Posted in Affordable Care Act, Employer/Employee Matters, Hospitals and Institutions, Legislation and Public Policy, Private Insurers, State Matters

Although the Affordable Care Act (ACA) is referred to as Obamacare, it may not be long before the reference changes to Trumpcare since the President has begun to put his fingerprints on the ACA. The process began on the first day of the Trump Administration when the President issued an executive order directing implementing federal departments and agencies to ease ACA mandates to the maximum extent permitted by law. The executive order was issued in an environment where the individual insurance market was already experiencing destabilization due to uncertainty generated by intense ACA repeal rhetoric from the Republican Congress and President. Indeed, since the release of the order, Humana has exited the state health insurance exchanges.

In an attempt to stabilize the exchange market, the Centers for Medicare & Medicaid Services (CMS) recently released a proposed rule to address health insurers’ market jitters. The primary concern of health insurers is the difficulty of attracting and retaining healthy consumers necessary to provide a stable risk pool to support stable rates. To improve the risk pool and promote premium stability, the proposed rule delineates several initiatives to increase the incentives for individuals to maintain enrollment in health coverage and decrease the incentives for them to enroll only after they discover they require healthcare services.

The key proposals are: first, shortening the open enrollment period for health insurance by one-half. The current enrollment period of November 1 to January 31 would change to November 1 to December 15. It is anticipated that this change would improve the risk pool because it would reduce opportunities for adverse selection by those who learn they will need health services in late December and January. The shorter enrollment period would also encourage healthier individuals who might have previously enrolled in partial-year coverage after December 15 to instead enroll in coverage for the full year.

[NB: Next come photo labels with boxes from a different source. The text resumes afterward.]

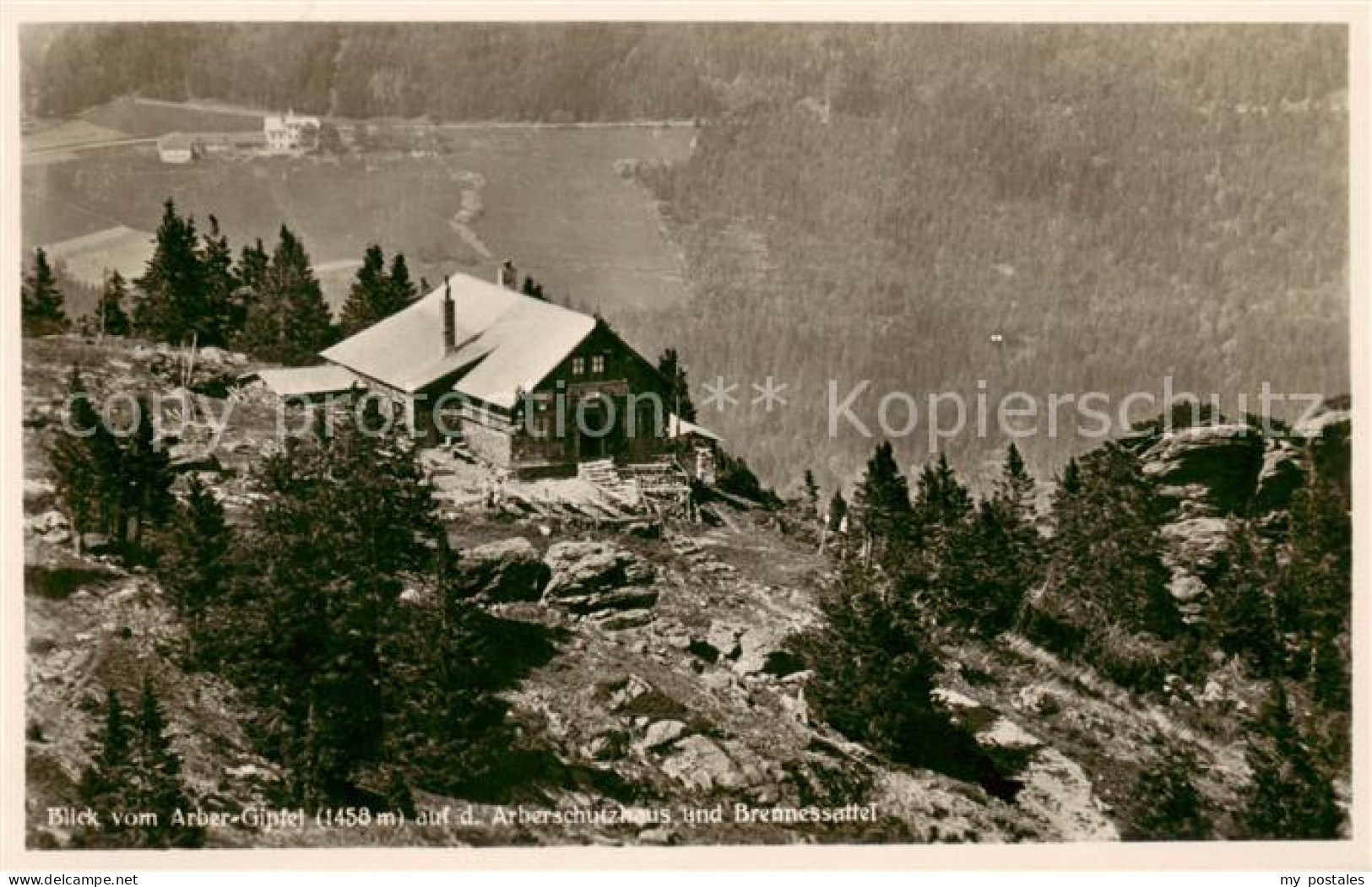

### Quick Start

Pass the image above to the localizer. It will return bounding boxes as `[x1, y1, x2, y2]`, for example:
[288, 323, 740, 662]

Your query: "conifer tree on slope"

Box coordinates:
[114, 398, 174, 551]
[19, 246, 68, 336]
[199, 215, 243, 345]
[243, 224, 334, 365]
[382, 252, 420, 316]
[1133, 733, 1213, 841]
[48, 367, 119, 557]
[96, 272, 129, 336]
[339, 244, 391, 336]
[130, 674, 204, 847]
[75, 688, 134, 846]
[158, 474, 232, 652]
[854, 440, 914, 566]
[133, 199, 213, 344]
[937, 444, 1043, 635]
[239, 422, 437, 805]
[1239, 680, 1343, 841]
[657, 349, 696, 422]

Second, to address potential abuses of special enrollment periods outside the standard enrollment season (designed for special circumstances like the birth of a child, marriage, or loss of employer-sponsored coverage) where individuals purchase coverage after they realize they need services, the proposed rule would increase requirements for pre-enrollment documentation and verification of eligibility for all categories of special enrollment periods.

Third, the proposed rule would allow health insurers to apply a premium payment to an individual’s past debt if the individual enrolled in coverage from the same insurer within the prior 12 months. An individual terminated from a health plan due to nonpayment of premium could not obtain new coverage without settling the prior debt. This proposal is designed to remove the economic incentives that individuals may have to pay premiums only when they need healthcare services. In addition, it is hoped that this proposal will encourage individuals to maintain continuous coverage throughout the year and prevent gaming the system.

Fourth, with regard to levels of coverage (bronze, silver, gold, and platinum), the proposed rule would allow insurers greater flexibility in designing new health plans and provide additional options to keep cost sharing the same from year to year.

Fifth, the proposed rule would give oversight responsibility to the states to determine the adequacy of doctor and hospital networks. This proposal is designed to reduce administrative costs for insurers resulting from the current regulatory burden.

It is anyone’s guess as to whether the proposed rule will stabilize the current tentative health market. However, the proposed rule goes about as far as it can in changing market attributes without Congressional enactment of a holistic replacement plan.